In a more general setting, though, I think that requirement bounds are more flexible. The problem with _WalkerImpl is that it would be internal, preventing consumers from inheriting default implementations defined over there. If it was also exposed, then we would loose the advantage of trying to encapsulate behavior in the first place.

Further, requirement bounds might be slightly simpler. In particular, they would not change Swift's current conformance resolution strategy, AFAICT, and the dynamic example from the generic manifesto would not require the user to "think in scopes" to build their own mental model of how dispatch should behave.

That being said, scoped performance would have one advantage over my approach: the ability to actually scope the conformance itself and the associated benefits of that feature .

dabrahams · December 5, 2021, 7:05pm

Sure. I just wonder if the same thing might not be accomplished by composing public protocols, but using one private or internal conformance. What I have in mind is,

// Module A
public protocol X { ... }
public protocol EasyXImpl {}

extension X where Self: EasyXImpl {
  // implementations of X requirements in terms of EasyXImpl requirements
}

// Module B
import A
public struct Y: X private EasyXImpl {
  // EasyXImpl requirements
}

That would have a few advantages:

The protocol system would retain its simplicity
A protocol would have a single, well-understood meaning that doesn't change across access levels
We'd avoid adding another language feature, since I believe we need scoped conformances anyway.
You'd still have the option to create X conformance without EasyXImpl. In fact there might be several EasyXImpl variants for different means of achieving that conformance.

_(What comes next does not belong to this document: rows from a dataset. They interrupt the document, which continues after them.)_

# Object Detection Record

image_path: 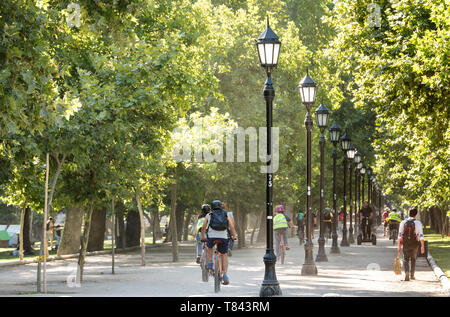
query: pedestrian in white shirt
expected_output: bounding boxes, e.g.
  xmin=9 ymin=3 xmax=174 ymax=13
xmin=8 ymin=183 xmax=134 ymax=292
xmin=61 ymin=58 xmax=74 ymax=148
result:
xmin=398 ymin=208 xmax=425 ymax=281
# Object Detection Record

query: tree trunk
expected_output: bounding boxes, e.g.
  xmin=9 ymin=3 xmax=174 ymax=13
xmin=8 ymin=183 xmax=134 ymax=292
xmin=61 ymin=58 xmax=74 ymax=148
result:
xmin=57 ymin=206 xmax=83 ymax=255
xmin=169 ymin=174 xmax=178 ymax=262
xmin=183 ymin=209 xmax=193 ymax=241
xmin=77 ymin=203 xmax=94 ymax=284
xmin=125 ymin=210 xmax=141 ymax=247
xmin=87 ymin=208 xmax=106 ymax=252
xmin=428 ymin=207 xmax=437 ymax=232
xmin=152 ymin=209 xmax=161 ymax=244
xmin=175 ymin=203 xmax=185 ymax=241
xmin=116 ymin=202 xmax=127 ymax=249
xmin=19 ymin=206 xmax=26 ymax=261
xmin=136 ymin=194 xmax=145 ymax=266
xmin=23 ymin=206 xmax=34 ymax=255
xmin=438 ymin=208 xmax=448 ymax=238
xmin=431 ymin=206 xmax=442 ymax=234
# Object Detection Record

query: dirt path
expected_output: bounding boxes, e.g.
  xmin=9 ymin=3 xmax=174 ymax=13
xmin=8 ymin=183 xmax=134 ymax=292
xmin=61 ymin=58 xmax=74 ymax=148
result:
xmin=0 ymin=225 xmax=446 ymax=297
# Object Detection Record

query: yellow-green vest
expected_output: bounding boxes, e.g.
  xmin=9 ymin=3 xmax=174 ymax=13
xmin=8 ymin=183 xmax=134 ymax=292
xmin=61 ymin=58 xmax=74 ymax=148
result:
xmin=197 ymin=217 xmax=205 ymax=232
xmin=273 ymin=213 xmax=288 ymax=230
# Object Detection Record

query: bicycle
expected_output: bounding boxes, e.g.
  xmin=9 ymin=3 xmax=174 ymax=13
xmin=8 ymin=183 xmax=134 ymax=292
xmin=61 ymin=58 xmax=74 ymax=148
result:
xmin=209 ymin=240 xmax=227 ymax=293
xmin=200 ymin=242 xmax=209 ymax=282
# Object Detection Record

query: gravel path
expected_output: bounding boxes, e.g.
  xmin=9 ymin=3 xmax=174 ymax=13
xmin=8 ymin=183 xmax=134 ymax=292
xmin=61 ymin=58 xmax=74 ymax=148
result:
xmin=0 ymin=228 xmax=446 ymax=297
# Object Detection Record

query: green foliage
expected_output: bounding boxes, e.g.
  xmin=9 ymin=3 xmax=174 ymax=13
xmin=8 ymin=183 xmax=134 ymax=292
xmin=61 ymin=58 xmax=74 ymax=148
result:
xmin=327 ymin=0 xmax=450 ymax=208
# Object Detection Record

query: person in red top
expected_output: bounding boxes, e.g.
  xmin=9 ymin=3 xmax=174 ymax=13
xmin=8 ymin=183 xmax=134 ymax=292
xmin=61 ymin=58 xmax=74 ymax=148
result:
xmin=382 ymin=207 xmax=391 ymax=236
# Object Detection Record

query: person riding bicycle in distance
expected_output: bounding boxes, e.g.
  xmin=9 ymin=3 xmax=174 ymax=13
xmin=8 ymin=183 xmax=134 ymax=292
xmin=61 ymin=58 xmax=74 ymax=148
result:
xmin=202 ymin=200 xmax=237 ymax=285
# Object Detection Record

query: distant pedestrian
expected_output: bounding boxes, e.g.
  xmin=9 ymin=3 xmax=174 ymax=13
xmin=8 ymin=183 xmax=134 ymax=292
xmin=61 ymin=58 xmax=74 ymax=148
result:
xmin=323 ymin=207 xmax=334 ymax=238
xmin=191 ymin=204 xmax=211 ymax=264
xmin=398 ymin=208 xmax=425 ymax=281
xmin=359 ymin=201 xmax=374 ymax=240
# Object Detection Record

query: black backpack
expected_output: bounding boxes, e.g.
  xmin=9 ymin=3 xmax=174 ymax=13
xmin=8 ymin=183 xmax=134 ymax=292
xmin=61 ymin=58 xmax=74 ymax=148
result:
xmin=209 ymin=209 xmax=228 ymax=231
xmin=402 ymin=219 xmax=418 ymax=245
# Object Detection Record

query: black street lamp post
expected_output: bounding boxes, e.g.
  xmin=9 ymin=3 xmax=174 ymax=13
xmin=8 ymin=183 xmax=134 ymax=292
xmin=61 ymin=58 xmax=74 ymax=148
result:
xmin=330 ymin=123 xmax=341 ymax=254
xmin=341 ymin=134 xmax=351 ymax=247
xmin=316 ymin=102 xmax=329 ymax=262
xmin=347 ymin=144 xmax=356 ymax=243
xmin=256 ymin=18 xmax=282 ymax=297
xmin=355 ymin=159 xmax=362 ymax=236
xmin=298 ymin=71 xmax=317 ymax=275
xmin=354 ymin=151 xmax=362 ymax=236
xmin=366 ymin=166 xmax=372 ymax=206
xmin=359 ymin=165 xmax=366 ymax=206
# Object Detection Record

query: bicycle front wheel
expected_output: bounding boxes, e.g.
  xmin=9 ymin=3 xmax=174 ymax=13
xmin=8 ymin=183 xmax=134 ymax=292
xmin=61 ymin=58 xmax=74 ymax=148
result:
xmin=214 ymin=256 xmax=221 ymax=293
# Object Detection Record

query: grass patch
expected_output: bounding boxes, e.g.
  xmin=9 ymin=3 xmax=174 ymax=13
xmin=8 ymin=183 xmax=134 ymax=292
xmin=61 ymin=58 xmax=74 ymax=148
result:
xmin=424 ymin=228 xmax=450 ymax=277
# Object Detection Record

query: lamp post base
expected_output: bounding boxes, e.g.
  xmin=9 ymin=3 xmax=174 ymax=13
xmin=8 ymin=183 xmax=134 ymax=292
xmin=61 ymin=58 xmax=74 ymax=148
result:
xmin=330 ymin=233 xmax=341 ymax=254
xmin=316 ymin=237 xmax=328 ymax=262
xmin=301 ymin=241 xmax=317 ymax=275
xmin=259 ymin=249 xmax=282 ymax=297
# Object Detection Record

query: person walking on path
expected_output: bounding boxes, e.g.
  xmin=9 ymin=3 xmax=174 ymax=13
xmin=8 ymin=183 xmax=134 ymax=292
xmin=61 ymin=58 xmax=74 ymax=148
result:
xmin=398 ymin=208 xmax=425 ymax=281
xmin=192 ymin=204 xmax=211 ymax=264
xmin=359 ymin=201 xmax=374 ymax=240
xmin=273 ymin=205 xmax=291 ymax=258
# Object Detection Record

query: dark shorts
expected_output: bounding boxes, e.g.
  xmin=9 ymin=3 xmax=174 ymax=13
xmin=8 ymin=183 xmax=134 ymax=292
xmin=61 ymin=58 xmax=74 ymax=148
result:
xmin=206 ymin=238 xmax=228 ymax=254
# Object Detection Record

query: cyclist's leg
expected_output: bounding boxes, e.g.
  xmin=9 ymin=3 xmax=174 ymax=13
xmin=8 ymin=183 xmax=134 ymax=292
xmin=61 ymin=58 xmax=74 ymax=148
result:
xmin=206 ymin=238 xmax=214 ymax=269
xmin=195 ymin=233 xmax=203 ymax=257
xmin=217 ymin=239 xmax=230 ymax=285
xmin=283 ymin=227 xmax=289 ymax=247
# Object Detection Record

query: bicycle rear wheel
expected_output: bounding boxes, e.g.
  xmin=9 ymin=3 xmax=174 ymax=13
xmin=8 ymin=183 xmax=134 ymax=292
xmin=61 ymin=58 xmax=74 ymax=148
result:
xmin=214 ymin=255 xmax=221 ymax=293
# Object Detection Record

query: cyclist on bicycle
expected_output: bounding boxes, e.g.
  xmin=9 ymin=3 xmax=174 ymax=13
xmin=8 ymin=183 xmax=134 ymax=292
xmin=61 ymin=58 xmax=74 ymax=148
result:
xmin=297 ymin=210 xmax=305 ymax=241
xmin=202 ymin=200 xmax=237 ymax=285
xmin=192 ymin=204 xmax=211 ymax=264
xmin=382 ymin=207 xmax=391 ymax=236
xmin=273 ymin=205 xmax=290 ymax=257
xmin=386 ymin=209 xmax=402 ymax=239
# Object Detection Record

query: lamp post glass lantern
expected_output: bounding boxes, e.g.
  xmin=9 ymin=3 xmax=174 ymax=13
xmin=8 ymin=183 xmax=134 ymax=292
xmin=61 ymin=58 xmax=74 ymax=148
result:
xmin=256 ymin=18 xmax=282 ymax=297
xmin=298 ymin=71 xmax=317 ymax=275
xmin=330 ymin=123 xmax=341 ymax=254
xmin=315 ymin=103 xmax=329 ymax=262
xmin=256 ymin=17 xmax=281 ymax=73
xmin=298 ymin=70 xmax=317 ymax=112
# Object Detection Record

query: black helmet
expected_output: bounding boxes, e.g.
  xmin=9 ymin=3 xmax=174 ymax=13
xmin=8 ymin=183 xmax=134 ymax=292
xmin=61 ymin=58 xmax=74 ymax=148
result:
xmin=202 ymin=204 xmax=211 ymax=212
xmin=211 ymin=200 xmax=222 ymax=210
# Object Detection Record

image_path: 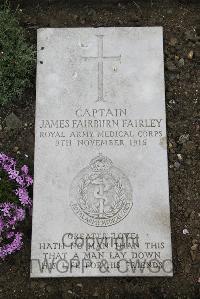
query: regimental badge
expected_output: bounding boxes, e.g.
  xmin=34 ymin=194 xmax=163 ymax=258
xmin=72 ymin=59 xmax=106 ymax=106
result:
xmin=70 ymin=154 xmax=133 ymax=227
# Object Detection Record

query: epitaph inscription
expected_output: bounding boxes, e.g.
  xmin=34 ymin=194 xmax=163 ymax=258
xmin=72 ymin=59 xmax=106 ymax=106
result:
xmin=31 ymin=27 xmax=173 ymax=277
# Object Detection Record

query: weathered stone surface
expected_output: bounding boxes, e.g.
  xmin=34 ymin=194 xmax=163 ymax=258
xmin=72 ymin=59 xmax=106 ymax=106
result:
xmin=31 ymin=27 xmax=172 ymax=277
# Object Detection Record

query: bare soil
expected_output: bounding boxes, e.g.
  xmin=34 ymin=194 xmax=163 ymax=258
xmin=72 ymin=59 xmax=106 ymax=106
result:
xmin=0 ymin=0 xmax=200 ymax=299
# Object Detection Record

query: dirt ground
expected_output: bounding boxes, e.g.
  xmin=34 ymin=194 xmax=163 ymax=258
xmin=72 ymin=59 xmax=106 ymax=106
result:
xmin=0 ymin=0 xmax=200 ymax=299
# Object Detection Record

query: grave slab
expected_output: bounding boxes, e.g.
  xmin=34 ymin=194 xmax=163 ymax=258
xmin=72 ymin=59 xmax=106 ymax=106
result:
xmin=31 ymin=27 xmax=173 ymax=277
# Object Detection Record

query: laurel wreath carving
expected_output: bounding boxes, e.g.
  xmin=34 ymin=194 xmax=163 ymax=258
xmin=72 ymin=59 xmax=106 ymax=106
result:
xmin=78 ymin=174 xmax=127 ymax=218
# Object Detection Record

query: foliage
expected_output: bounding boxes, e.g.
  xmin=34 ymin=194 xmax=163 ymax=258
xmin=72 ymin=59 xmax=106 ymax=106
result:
xmin=0 ymin=153 xmax=33 ymax=259
xmin=0 ymin=4 xmax=34 ymax=105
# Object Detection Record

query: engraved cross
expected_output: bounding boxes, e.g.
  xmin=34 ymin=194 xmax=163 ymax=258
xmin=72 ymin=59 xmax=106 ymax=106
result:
xmin=82 ymin=35 xmax=121 ymax=102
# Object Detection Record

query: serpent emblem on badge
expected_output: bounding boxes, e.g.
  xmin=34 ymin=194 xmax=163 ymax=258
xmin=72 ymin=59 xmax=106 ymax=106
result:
xmin=70 ymin=154 xmax=133 ymax=227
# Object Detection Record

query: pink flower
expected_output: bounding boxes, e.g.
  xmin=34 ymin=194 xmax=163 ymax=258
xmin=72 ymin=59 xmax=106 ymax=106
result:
xmin=21 ymin=165 xmax=28 ymax=174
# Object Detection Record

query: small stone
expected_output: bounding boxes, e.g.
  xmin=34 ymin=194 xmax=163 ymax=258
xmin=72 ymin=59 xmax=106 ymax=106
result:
xmin=169 ymin=37 xmax=177 ymax=47
xmin=5 ymin=112 xmax=22 ymax=130
xmin=188 ymin=50 xmax=194 ymax=60
xmin=77 ymin=283 xmax=83 ymax=288
xmin=174 ymin=161 xmax=181 ymax=169
xmin=88 ymin=8 xmax=97 ymax=17
xmin=13 ymin=146 xmax=19 ymax=152
xmin=67 ymin=290 xmax=73 ymax=294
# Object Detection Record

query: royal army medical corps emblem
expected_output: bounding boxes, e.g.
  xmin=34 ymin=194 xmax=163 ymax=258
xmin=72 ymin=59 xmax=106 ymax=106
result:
xmin=70 ymin=154 xmax=133 ymax=226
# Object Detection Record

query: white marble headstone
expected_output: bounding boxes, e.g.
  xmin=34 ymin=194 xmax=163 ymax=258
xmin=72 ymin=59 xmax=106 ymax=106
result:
xmin=31 ymin=27 xmax=173 ymax=277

Stan_Smida · December 5, 2021, 10:52pm

No, unfortunately scoped conformances won't help. They allow to limit visibility of a conformance. The problem we are talking about is quite orthogonal to this, we want to limit visibility of a required property but expose it to default implementation.

xwu · December 6, 2021, 12:15am

Actually, I think this use case would be served quite well with scoped conformances, and I agree with @dabrahams that scoped conformances would be a more expressive feature that additionally enables other use cases.

Here, you’d have the public API guaranteed by protocol P, and then the implementation-only property would be a requirement of a distinct protocol Impl: P to which the same type would have a scoped conformance, and the default implementation of P’s public requirements would be implemented in extensions of P where Self: Impl.

Stan_Smida · December 6, 2021, 7:22am

I don't see it there. Can you please rewrite last example from this post to work with scoped conformances?

xwu · December 6, 2021, 9:06am

It's exactly as @dabrahams has just outlined above:

public protocol Q {
  mutating func count() -> Int
}

protocol QImpl { // Optionally, QImpl may refine Q.
  var foo: Int { get set }
}

extension Q where Self: QImpl {
  public mutating func count() -> Int {
    foo += 1
    return foo
  }
}

public struct U: Q, private QImpl {
  fileprivate var foo: Int = 0
}

gwendal.roue · December 6, 2021, 9:23am

Not quite: in the original outline from @dabrahams, his EasyXImpl (your QImpl) is public. This is a notable difference. The pitch is about private implementation details.

Can scoped conformances deal with an EasyXImpl / QImpl protocol which is not public? If not, could they become able to do it?